Les taux de cofinancement seraient maintenus à leur niveau actuel pour les ONGD actives dans les pays les moins avancés (PMA), expliquait le ministre dans son discours. Effectivement ces pays, dans leur ensemble, représentent la majeure partie des populations à travers le monde qui sont dans le manque le plus absolu. En travaillant dans ces pays, la chance de faire bénéficier d’aides les plus démunis est certes plus grande. Mais il persiste à travers les autres pays, auxquels on reconnaît également le statut de pays en voie de développement, de larges régions et d’énormes populations qui répondent aux mêmes critères de revenu intérieur brut par tête en dessous de 900 dollars annuels (c’est-à-dire moins de 2,5 dollars quotidiens). Les ONGD ont justement la spécificité de travailler à la base et de pouvoir identifier directement sur le terrain de telles poches de pauvreté, des « groupes sensibles » comme ils sont appelés par le Programme des Nations unies pour le développement.

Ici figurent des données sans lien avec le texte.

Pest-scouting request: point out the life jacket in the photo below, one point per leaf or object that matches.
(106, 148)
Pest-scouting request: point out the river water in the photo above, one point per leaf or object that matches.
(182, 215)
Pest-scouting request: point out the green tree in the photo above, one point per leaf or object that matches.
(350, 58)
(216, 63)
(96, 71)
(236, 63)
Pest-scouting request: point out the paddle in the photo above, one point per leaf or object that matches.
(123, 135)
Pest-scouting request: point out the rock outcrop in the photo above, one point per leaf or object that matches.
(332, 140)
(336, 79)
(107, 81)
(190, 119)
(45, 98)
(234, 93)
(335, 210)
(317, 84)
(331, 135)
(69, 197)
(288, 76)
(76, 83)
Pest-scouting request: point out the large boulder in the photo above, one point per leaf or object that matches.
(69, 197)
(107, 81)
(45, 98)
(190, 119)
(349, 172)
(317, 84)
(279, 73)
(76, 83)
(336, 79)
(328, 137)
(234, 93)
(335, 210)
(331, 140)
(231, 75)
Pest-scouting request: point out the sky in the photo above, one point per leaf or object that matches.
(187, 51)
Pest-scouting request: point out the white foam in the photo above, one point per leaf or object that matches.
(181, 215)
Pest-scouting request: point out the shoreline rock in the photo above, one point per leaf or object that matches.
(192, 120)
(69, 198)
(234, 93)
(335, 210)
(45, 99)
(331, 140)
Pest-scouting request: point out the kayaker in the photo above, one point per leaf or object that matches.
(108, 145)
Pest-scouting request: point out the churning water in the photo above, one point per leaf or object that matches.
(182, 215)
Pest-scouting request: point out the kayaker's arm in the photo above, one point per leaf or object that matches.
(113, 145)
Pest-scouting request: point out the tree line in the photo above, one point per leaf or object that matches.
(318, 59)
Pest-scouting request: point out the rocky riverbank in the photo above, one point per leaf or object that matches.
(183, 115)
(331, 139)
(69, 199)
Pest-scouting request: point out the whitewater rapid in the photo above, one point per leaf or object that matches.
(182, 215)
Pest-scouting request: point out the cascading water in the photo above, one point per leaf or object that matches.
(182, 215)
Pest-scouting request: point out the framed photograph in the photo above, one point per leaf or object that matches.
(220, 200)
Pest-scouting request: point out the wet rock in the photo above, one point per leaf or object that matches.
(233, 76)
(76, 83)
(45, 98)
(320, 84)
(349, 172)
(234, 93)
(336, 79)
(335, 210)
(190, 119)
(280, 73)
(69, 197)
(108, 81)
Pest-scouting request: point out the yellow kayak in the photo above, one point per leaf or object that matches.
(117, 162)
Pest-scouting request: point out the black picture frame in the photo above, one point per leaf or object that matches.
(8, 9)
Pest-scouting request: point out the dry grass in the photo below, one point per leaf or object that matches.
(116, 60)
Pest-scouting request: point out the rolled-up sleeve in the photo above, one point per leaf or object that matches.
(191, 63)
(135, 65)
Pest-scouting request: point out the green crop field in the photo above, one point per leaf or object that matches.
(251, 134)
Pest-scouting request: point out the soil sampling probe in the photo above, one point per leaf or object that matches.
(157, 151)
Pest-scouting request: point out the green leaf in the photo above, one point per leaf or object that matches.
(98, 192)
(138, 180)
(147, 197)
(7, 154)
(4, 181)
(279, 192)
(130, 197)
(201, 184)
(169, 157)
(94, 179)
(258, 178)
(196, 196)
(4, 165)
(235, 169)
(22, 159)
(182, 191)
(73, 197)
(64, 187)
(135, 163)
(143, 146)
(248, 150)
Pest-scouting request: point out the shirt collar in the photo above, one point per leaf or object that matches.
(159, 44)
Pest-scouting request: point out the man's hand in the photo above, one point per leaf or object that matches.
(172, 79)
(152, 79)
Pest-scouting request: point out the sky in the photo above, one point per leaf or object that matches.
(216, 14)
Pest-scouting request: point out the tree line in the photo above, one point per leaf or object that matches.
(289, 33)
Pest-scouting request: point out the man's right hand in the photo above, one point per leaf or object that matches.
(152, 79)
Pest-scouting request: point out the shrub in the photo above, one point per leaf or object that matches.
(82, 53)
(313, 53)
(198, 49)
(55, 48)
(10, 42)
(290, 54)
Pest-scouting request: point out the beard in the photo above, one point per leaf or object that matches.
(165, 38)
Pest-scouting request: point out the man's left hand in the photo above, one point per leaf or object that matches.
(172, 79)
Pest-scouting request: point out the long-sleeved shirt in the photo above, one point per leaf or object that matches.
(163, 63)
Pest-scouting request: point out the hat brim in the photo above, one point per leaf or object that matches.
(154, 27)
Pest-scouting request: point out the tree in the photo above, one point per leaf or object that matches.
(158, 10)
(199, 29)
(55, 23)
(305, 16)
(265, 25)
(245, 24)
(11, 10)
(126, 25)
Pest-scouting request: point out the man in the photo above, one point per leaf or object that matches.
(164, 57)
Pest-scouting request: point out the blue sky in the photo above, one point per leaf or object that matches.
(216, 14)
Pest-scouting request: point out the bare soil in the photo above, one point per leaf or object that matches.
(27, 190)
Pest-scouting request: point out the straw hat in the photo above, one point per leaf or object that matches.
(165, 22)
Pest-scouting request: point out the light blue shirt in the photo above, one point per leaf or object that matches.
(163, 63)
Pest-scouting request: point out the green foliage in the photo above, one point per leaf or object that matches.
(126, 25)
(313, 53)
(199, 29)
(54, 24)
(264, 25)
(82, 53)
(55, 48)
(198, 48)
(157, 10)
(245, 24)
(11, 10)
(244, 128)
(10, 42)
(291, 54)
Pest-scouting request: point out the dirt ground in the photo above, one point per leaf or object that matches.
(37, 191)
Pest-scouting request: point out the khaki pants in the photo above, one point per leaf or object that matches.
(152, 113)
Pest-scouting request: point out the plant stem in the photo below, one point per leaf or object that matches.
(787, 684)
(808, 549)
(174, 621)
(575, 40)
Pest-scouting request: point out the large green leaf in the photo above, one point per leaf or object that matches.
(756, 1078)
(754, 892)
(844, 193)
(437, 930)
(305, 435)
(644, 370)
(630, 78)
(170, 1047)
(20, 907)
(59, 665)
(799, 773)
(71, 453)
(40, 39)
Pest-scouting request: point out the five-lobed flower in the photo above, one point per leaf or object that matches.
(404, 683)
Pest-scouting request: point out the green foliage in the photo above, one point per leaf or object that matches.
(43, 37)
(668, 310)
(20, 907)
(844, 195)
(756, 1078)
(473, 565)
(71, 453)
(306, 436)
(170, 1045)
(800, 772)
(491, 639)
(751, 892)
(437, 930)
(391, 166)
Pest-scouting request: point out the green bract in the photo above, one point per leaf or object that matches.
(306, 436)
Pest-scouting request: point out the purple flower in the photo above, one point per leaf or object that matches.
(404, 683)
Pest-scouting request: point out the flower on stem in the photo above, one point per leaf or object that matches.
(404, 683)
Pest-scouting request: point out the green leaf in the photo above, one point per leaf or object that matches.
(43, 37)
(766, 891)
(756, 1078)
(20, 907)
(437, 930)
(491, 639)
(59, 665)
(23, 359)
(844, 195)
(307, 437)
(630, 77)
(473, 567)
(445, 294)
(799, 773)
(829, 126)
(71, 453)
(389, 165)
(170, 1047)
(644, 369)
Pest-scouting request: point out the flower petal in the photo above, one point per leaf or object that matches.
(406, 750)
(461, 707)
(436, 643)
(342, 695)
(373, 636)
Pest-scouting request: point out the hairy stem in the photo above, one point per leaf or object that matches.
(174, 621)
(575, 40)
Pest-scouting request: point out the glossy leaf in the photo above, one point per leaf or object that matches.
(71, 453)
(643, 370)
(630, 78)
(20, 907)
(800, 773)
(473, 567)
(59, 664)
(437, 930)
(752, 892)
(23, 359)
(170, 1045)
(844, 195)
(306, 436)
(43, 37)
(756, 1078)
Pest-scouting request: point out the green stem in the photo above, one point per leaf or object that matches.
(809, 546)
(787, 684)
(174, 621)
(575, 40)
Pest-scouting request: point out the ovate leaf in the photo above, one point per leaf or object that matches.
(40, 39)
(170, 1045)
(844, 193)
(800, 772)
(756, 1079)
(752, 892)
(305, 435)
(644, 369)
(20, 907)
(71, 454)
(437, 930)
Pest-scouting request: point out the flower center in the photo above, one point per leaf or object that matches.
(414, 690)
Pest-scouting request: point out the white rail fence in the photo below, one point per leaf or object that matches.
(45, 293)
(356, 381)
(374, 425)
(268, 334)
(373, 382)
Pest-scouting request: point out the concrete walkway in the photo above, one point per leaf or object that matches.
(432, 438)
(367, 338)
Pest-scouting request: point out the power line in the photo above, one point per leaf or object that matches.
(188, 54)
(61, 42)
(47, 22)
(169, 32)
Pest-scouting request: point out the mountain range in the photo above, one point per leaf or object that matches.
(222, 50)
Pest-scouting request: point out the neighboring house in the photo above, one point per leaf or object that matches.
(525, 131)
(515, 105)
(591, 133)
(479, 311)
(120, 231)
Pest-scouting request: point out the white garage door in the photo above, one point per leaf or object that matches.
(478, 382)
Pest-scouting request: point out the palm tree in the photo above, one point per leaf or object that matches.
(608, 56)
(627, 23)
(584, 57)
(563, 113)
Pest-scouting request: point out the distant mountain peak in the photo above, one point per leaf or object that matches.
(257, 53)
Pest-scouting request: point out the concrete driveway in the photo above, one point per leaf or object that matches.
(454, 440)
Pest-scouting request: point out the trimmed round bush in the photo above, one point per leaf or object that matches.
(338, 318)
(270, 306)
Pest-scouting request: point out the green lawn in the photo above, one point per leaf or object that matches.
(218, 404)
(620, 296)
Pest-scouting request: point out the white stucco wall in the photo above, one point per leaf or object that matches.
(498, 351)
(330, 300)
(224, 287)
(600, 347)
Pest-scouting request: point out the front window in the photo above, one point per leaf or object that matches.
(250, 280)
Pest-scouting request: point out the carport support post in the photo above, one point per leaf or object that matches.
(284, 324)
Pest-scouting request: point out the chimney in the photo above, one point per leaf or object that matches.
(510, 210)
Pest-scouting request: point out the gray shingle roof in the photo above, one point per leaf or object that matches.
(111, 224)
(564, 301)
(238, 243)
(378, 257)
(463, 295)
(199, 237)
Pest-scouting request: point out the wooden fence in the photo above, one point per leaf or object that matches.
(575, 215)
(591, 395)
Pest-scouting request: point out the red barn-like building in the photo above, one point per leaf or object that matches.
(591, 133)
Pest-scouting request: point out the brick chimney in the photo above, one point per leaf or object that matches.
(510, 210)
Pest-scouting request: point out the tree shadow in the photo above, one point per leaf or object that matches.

Les vrais pauvres dans les pays un peu plus riches seraient donc moins bienvenus que ceux des PMA ? En ce qui concerne l’aide bilatérale de l’Etat, une réorientation plus forte vers les PMA pourrait faire du sens : pourquoi l’Etat luxembourgeois négocierait-il en direct, par exemple en Inde, des programmes avec des départements ministériels qui comportent plus de fonctionnaires que le gouvernement luxembourgeois dans son ensemble ? Cette discussion avait mené à l’époque à la stratégie des pays cibles : des pays partenaires, de petite ou de moyenne taille, sur lesquels se spécialisait la coopération publique luxembourgeoise. Mais il était accepté que les ONGD continueraient leur travail de terrain la où elles étaient déjà présentes – comme en Amérique latine ou en Asie où les PMA – contrairement à l’Afrique – sont l’exception plutôt que la règle.

Comme le gouvernement a quelques réticences à se lier à certains « éléphants », il s’agirait dans ces cas justement d’encourager d’autres acteurs – et notamment les ONGD – à prendre la relève et à orienter l’aide alors de façon plus spécifique vers des populations vraiment nécessiteuses. Par contre, en diminuant l’aide à leur égard, on ferait payer aux perdants d’un système économique perverti deux fois leur sort de vivre du mauvais côté d’une frontière définie par un calcul purement statistique, qui opacifie justement les différences.

Mais il est encore plus drôle d’entendre le ministre vanter un certain nombre de « success stories » de la coopération luxembourgeoise en citant des exemples situés au Salvador, au Nicaragua, au Cap-Vert, au Vietnam? des pays très variés ayant en commun une chose : ce ne sont pas des PMA.